Parvalbumin cell ablation of NMDA-R1 leads to altered phase, but not amplitude, of gamma-band cross frequency coupling.

Altered gamma-band electrophysiological activity in individuals with autism spectrum disorder (ASD) is well documented, and analogous gamma-band alterations are recapitulated in several preclinical murine models relevant to ASD. Such gamma-band activity is hypothesized to underlie local circuit processes. Gamma-band cross-frequency coupling (CFC), a related though distinct metric, interrogates local neural circuit signal integration. Several recent studies have observed perturbed gamma-band CFC in individuals with ASD, although the direction of change remains unresolved.
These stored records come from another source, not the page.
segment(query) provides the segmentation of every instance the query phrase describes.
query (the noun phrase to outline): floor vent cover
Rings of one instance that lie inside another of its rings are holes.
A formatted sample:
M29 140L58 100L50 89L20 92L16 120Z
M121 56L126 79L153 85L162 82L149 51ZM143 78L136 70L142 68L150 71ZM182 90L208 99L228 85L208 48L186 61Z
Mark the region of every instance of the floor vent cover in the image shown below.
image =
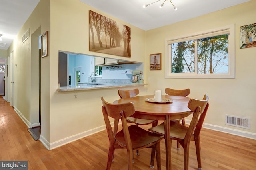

It also remains unclear whether murine models relevant to ASD recapitulate this altered gamma-band CFC. As such, this study examined whether mice with parvalbumin (PV) cell-specific ablation of NMDA-R1 (PVcre/NR1(fl/fl)) demonstrated altered gamma-band CFC as compared with their control littermates (PVcre/NR1(+/+)-mice that do not have the PV cell-specific ablation of NMDA-R1). Ten mice of each genotype had 4 min of "resting" electroencephalography recorded and analyzed. First, resting electrophysiological power was parsed into the canonical frequency bands and genotype-related differences were subsequently explored so as to provide context for the subsequent CFC analyses. PVcre/NR1(fl/fl) mice exhibited an increase in resting power specific to the high gamma-band, but not other frequency bands, as compared with PVcre/NR1(+/+). CFC analyses then examined both the standard magnitude (strength) of CFC and the novel metric Phase(Max)-which denotes the phase of the lower frequency signal at which the peak higher frequency signal power occurred. PVcre/NR1(fl/fl) mice exhibited altered Phase(Max), but not strength, of gamma-band CFC as compared with PVcre/NR1(+/+) mice. As such, this study suggests a potential novel metric to explore when studying neuropsychiatric disorders.